A lot of subscription brands are fearful of giving more control to the consumer; specifically when it comes to their subscription plan.
We’ve come across plenty of organizations who under-invest in customer support, live agent servicing, etc., while simultaneously hiding ‘contact’ links and support phone numbers.
In turn, customers can’t seem to find an acceptable level of customer service if they want to pause, hold, defer, transfer, and/or cancel a subscription.
However, the data is clear on this.
There is a direct correlation between ‘customer control’ and ‘LTV’, whereby increased customer control = greater lifetime value.
Said another way, brands that make it difficult for customers to pause, hold and/or cancel a subscription see higher churn, refund, and chargeback rates; and indeed, LOWER LTV’s.
While customer acquisition is crucial, arbitrage opportunities exist for brands savvy enough to focus equally hard on customer retention.
Customer service teams that catch potential subscription cancellations before they happen, thereby retaining a subscriber for an extra month or more, stand to improve both lifetime value (LTV) and churn metrics.
That said, when analyzing churn rates, it’s important to distinguish between voluntary and involuntary churn.
- Voluntary churn is a customer service issue.
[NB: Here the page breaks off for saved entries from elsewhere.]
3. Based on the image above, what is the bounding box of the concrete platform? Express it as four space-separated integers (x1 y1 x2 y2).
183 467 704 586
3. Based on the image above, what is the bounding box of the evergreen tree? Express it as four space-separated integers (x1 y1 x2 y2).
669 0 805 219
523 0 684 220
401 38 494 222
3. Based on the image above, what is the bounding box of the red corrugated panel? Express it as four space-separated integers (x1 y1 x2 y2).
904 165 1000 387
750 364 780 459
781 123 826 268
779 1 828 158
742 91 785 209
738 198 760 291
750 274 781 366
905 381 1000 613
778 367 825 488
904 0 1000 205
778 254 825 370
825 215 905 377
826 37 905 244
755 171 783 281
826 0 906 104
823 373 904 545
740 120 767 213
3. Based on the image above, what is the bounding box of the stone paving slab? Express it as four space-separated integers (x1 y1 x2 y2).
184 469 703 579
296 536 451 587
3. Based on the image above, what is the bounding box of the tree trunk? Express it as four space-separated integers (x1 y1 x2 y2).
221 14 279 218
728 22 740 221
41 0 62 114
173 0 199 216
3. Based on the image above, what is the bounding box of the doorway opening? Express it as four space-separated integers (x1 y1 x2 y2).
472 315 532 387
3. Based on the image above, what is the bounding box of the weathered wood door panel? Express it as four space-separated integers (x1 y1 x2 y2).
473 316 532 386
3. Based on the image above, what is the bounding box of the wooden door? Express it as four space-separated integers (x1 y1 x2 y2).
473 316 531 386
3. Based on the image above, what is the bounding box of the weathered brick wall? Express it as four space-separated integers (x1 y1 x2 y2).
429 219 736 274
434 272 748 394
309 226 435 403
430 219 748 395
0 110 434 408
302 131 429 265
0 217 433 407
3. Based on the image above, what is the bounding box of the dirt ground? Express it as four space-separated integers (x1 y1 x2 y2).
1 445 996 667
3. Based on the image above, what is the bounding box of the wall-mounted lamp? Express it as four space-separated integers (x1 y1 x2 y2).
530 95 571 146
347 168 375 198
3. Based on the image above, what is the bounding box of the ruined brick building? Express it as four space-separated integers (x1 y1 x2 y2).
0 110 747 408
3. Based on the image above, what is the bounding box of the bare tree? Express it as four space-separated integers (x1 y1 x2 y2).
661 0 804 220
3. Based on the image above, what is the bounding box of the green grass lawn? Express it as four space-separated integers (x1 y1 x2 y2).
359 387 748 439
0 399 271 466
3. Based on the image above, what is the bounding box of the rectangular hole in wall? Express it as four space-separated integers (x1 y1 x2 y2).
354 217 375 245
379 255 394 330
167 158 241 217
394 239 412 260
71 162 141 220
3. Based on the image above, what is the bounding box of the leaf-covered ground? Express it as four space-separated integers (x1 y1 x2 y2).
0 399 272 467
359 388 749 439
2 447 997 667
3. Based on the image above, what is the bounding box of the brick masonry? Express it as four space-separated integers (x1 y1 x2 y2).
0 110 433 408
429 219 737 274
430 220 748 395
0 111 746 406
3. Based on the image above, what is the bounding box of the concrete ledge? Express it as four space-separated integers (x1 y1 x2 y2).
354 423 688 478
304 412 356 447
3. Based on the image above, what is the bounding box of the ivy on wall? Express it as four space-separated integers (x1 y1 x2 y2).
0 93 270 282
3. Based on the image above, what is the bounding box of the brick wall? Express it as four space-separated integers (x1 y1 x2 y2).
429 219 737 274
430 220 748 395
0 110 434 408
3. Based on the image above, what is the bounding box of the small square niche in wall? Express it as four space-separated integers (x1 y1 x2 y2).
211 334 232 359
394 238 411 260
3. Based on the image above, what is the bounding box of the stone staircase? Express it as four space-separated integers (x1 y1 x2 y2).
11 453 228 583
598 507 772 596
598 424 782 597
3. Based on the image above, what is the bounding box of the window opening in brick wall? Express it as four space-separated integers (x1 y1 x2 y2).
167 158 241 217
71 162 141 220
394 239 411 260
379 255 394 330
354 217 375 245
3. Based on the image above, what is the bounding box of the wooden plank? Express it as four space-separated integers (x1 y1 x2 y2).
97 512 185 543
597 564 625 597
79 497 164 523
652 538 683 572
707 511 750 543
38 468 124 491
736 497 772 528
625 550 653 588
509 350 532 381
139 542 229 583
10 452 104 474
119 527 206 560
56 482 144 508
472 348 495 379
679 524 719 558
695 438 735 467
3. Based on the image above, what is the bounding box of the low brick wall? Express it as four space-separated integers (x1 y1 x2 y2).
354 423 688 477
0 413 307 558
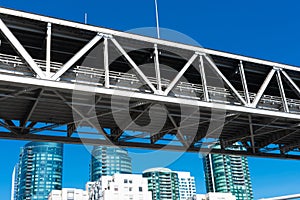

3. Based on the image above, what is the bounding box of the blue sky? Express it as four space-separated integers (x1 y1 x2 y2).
1 0 300 199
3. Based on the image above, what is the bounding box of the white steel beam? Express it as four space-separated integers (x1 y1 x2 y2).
2 73 300 120
276 70 289 112
103 37 109 88
51 33 103 80
0 19 45 79
46 23 51 78
154 44 162 93
251 68 276 107
164 53 198 95
110 37 158 93
199 55 209 102
204 55 247 105
2 7 300 74
281 70 300 96
239 61 250 104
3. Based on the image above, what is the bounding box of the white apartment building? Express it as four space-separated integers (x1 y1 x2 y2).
175 171 196 200
88 174 152 200
48 188 89 200
196 193 236 200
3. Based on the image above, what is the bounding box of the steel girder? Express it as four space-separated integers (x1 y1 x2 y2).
0 7 300 159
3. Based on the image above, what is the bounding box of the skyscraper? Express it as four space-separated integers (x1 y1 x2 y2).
203 152 253 200
175 171 196 200
16 142 63 200
142 167 180 200
90 146 132 182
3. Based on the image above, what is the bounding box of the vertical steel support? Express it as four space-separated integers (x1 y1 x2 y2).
276 70 289 112
164 53 198 95
251 68 276 107
239 61 250 105
154 44 162 93
0 19 45 79
46 23 52 78
103 37 109 88
204 55 247 105
199 55 209 102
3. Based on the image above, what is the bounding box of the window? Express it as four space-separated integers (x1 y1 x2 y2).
114 186 118 191
67 191 74 200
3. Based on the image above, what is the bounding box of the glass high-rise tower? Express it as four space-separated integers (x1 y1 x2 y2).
203 152 253 200
16 142 63 200
142 167 180 200
90 146 132 182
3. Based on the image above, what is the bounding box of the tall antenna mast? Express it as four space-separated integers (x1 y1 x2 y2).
84 13 88 24
154 0 160 39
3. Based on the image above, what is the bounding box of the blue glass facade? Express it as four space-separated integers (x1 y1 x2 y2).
90 146 132 181
203 153 253 200
16 142 63 200
142 168 180 200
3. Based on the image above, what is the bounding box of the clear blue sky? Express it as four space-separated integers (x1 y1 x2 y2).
1 0 300 199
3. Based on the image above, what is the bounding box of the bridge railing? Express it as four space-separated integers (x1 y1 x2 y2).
1 52 300 113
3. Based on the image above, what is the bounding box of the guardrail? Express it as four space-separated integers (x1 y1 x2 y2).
1 52 300 113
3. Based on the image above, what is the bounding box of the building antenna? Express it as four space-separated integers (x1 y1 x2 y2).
154 0 160 39
84 13 88 24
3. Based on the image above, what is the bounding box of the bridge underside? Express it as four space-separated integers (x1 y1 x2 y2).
1 7 300 159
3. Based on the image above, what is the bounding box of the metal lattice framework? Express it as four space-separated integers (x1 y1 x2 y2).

These are customers who are canceling subscriptions voluntarily. Improving voluntary churn requires analyzing the customer journey, and all touch-points post transaction, in addition to what you’re doing at the customer service level to keep that customer on board.
- Involuntary churn is a credit card decline issue. These are customers who may not intend to cancel but are no longer active because their credit card has been declined. Improving involuntary churn requires an analysis of your credit card decline rates across card types and the implementation of failed payment tools/technology.